Référence : 2016 CF 254

[TRADUCTION FRANÇAISE CERTIFIÉE, NON RÉVISÉE]

Ottawa (Ontario), le 29 février 2016

En présence de monsieur le juge Annis

ENTRE :

LE MINISTRE DE LA CITOYENNETÉ ET DE L’IMMIGRATION

 

demandeur

et

JACEK MAS

 

défendeur

JUGEMENT ET MOTIFS

[1]               Il s’agit d’une demande de contrôle judiciaire à l’encontre d’une décision rendue le 30 juin 2015 par le juge de la citoyenneté Wojciech Sniegowski (le juge de la citoyenneté), soit l’approbation de la demande de citoyenneté de Jacek Mas (le défendeur) en application du paragraphe 14(5) de la Loi sur la citoyenneté, R.S.C. 1985, ch. C­29 (la Loi).

[2]               Le ministre de la Citoyenneté et de l’Immigration (le demandeur) requiert que la décision soit annulée et soutient que le juge de la citoyenneté a commis une erreur de fait et de droit en accordant la citoyenneté au défendeur.

I.                   Les faits

[3]               Le défendeur est citoyen polonais. Il est arrivé au Canada en janvier 2000. En février 2001, il s’est vu accorder le statut de réfugié.

[4]               Le 5 juillet 2010 (et non le 10 juillet 2010, comme il est mentionné dans les motifs du juge de la citoyenneté), le défendeur a présenté une demande de citoyenneté canadienne. La période de référence, aux termes de l’alinéa 5(1)c) de la Loi, s’échelonnait donc du 5 juillet 2006 au 5 juillet 2010.

[5]               Après avoir soumis un Questionnaire sur la résidence, le défendeur a comparu devant le juge de la citoyenneté K. McMillan, en février 2015. Après l’audience, le défendeur s’est vu demander des documents supplémentaires. Son dossier a ensuite été transféré au juge de la citoyenneté Sniegowski.

[6]               Avant l’audience, le juge de la citoyenneté a reçu le gabarit pour la préparation et l’analyse du dossier des mains d’un agent de Citoyenneté et Immigration Canada (CIC). Le document faisait état de plusieurs préoccupations liées à la demande de citoyenneté du défendeur :

a)             Le 21 février 2011, le défendeur est arrivé à Toronto en possession d’un document de voyage et de sa carte de résident permanent. Cependant, il n’avait ni billet d’avion ni tampon de voyage indiquant où il avait été.

b)             On soupçonnait le défendeur de posséder un autre passeport qu’il utilisait pour voyager en Pologne.

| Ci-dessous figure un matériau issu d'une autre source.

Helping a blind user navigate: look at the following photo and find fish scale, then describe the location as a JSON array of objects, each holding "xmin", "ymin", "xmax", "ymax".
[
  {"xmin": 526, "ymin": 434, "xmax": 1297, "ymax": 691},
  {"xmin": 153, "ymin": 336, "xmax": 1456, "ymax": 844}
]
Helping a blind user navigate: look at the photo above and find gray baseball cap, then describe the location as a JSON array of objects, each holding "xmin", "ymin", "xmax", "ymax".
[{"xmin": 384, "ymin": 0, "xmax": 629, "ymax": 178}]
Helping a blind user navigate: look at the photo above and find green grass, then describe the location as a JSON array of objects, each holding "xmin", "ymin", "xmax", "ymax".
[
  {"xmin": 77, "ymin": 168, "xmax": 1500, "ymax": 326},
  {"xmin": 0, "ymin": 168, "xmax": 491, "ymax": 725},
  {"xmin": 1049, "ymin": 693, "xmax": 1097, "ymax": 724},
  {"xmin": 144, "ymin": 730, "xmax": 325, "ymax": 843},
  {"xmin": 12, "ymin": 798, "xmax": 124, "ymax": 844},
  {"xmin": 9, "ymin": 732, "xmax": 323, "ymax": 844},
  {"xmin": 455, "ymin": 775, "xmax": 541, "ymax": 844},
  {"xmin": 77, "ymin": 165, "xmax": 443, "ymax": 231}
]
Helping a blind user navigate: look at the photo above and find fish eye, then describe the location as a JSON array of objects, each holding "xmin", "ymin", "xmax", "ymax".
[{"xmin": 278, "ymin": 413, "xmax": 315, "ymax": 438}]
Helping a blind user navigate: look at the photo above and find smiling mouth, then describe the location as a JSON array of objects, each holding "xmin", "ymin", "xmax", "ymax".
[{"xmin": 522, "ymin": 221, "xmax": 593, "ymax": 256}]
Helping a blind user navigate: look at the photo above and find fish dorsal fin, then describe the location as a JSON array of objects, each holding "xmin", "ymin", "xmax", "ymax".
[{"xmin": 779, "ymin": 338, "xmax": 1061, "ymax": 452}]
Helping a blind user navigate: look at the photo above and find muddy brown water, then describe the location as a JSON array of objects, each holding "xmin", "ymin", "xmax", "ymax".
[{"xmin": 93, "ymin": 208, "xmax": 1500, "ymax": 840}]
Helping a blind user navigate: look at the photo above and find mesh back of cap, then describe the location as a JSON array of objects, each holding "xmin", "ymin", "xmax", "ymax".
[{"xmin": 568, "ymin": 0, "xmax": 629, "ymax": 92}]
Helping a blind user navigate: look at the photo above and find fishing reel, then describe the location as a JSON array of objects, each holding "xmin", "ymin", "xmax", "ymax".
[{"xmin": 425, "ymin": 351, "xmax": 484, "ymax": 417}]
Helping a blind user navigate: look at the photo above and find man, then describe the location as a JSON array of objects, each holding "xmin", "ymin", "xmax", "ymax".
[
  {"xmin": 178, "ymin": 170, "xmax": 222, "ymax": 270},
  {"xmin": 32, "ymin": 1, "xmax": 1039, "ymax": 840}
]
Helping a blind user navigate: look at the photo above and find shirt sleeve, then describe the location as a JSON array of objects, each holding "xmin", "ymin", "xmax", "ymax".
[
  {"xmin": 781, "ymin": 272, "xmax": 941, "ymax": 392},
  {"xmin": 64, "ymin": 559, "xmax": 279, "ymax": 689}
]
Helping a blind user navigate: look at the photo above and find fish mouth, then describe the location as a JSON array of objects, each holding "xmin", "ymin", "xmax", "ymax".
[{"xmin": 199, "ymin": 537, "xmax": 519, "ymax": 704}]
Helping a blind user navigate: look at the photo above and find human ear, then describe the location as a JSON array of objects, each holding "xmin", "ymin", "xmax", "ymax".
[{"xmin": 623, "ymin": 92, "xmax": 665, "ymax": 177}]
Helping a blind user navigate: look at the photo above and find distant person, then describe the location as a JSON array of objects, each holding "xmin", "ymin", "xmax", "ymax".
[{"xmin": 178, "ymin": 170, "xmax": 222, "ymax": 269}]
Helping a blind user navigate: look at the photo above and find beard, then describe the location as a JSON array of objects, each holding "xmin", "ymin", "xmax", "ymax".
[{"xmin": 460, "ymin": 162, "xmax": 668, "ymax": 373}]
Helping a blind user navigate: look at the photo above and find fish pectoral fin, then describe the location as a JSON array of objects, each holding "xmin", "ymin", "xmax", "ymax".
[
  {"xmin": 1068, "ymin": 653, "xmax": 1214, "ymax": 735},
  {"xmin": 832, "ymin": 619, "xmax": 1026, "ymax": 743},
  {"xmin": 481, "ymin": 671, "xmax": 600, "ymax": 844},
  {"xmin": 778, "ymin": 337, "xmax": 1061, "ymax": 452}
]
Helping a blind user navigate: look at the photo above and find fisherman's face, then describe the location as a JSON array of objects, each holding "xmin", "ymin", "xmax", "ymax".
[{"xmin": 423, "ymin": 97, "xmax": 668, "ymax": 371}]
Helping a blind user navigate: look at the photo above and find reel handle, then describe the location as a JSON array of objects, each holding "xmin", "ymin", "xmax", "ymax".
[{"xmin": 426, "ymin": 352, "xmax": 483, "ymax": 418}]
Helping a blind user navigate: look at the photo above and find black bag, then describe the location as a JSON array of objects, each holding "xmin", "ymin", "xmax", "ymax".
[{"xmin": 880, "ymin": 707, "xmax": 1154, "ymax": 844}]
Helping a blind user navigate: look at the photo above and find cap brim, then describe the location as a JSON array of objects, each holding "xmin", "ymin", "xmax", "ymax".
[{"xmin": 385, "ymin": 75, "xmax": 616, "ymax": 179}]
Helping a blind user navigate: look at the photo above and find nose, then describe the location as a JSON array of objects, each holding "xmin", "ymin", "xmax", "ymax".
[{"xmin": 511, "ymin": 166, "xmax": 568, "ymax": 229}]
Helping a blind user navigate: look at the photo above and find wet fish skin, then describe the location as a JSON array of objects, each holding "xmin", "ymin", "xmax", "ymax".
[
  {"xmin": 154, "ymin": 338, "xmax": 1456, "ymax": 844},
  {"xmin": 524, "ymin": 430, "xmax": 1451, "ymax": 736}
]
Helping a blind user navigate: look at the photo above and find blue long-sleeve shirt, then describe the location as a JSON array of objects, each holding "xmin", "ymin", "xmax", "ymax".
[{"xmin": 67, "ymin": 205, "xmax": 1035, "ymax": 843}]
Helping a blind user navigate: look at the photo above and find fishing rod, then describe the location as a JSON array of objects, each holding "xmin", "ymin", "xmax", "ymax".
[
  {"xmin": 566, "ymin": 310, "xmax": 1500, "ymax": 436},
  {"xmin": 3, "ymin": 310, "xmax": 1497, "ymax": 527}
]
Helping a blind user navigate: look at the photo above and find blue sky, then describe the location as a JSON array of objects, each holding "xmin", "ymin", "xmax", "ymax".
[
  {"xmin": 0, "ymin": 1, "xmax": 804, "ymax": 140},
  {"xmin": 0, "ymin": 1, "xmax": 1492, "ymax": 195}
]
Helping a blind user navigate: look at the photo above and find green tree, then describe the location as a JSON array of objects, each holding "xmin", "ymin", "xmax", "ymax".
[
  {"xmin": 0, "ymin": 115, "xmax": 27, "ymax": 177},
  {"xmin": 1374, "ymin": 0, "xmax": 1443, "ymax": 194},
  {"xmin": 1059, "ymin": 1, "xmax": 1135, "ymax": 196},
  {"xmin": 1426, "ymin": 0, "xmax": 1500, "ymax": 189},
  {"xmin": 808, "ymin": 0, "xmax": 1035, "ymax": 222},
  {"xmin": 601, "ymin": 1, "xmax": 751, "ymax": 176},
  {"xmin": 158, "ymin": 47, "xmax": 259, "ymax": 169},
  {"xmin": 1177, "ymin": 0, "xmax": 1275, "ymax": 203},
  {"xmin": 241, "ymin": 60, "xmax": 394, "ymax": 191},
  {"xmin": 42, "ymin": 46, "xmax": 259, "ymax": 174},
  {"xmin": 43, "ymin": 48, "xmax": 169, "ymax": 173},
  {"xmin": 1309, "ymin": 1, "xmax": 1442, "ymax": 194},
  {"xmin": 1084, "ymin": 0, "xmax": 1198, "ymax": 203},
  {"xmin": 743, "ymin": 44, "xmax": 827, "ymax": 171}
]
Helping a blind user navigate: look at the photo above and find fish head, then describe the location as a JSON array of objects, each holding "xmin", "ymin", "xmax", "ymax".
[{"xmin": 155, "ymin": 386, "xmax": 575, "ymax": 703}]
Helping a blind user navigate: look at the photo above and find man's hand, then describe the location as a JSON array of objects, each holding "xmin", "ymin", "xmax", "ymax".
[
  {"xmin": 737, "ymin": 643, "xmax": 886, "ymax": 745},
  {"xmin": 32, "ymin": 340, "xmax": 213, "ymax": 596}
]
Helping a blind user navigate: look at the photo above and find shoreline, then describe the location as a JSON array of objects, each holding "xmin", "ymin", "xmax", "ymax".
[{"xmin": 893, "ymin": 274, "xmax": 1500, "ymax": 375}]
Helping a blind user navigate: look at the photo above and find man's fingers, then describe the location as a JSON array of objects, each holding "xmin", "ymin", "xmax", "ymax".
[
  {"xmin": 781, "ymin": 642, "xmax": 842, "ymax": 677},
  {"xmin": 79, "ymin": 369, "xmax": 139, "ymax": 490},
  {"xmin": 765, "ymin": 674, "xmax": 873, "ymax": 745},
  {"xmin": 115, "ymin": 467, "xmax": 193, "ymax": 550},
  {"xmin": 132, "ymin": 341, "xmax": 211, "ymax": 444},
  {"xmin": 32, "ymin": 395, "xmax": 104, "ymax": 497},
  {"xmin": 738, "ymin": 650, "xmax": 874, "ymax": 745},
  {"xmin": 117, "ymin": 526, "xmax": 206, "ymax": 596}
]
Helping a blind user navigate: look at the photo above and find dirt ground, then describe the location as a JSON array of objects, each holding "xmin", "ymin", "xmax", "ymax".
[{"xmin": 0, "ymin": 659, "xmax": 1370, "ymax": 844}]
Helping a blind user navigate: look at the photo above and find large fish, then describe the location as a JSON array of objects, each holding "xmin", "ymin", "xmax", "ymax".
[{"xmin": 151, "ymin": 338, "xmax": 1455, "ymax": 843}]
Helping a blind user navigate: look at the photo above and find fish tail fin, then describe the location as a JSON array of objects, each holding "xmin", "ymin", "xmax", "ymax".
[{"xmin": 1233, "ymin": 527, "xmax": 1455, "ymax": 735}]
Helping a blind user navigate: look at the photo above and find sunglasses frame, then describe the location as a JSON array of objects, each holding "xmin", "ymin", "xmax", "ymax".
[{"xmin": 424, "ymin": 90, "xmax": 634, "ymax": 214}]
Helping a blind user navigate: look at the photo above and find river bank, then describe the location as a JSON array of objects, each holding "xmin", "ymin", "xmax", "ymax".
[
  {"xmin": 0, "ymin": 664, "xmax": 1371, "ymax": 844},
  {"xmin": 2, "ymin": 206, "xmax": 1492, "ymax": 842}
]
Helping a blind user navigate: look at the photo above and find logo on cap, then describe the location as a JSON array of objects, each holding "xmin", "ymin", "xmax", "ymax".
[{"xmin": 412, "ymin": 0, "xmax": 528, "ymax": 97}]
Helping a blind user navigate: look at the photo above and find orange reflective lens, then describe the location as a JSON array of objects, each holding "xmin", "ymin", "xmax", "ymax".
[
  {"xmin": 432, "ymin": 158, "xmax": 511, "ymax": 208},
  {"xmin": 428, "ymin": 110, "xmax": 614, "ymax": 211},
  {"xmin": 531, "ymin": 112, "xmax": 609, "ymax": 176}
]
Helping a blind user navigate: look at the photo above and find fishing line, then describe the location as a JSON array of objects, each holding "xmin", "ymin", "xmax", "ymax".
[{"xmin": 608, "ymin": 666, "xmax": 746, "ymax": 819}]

c)             La demande de citoyenneté précédente du défendeur, datée du 7 décembre 2006, a été refusée parce qu’il n’a pas établi sa résidence et qu’il n’a pas réussi le test de connaissances.

d)            Le défendeur n’a pas fourni de document de voyage visant la période qui s’échelonne du 25 octobre 2009 au 5 juillet 2010.

e)             Le défendeur a fourni des copies incomplètes de ses documents de voyage canadiens.

f)              Le défendeur n’a pas présenté de copie de son passeport polonais.

g)             Précédemment, le défendeur a déclaré qu’il était résident permanent de la Pologne lorsqu’il est entré au Canada.

h)             Le défendeur comptait trois absences du Canada non déclarées.

i)               Le défendeur n’a pas fourni de document prouvant sa résidence au Canada ni d’avis de cotisation pour 2006 et 2007.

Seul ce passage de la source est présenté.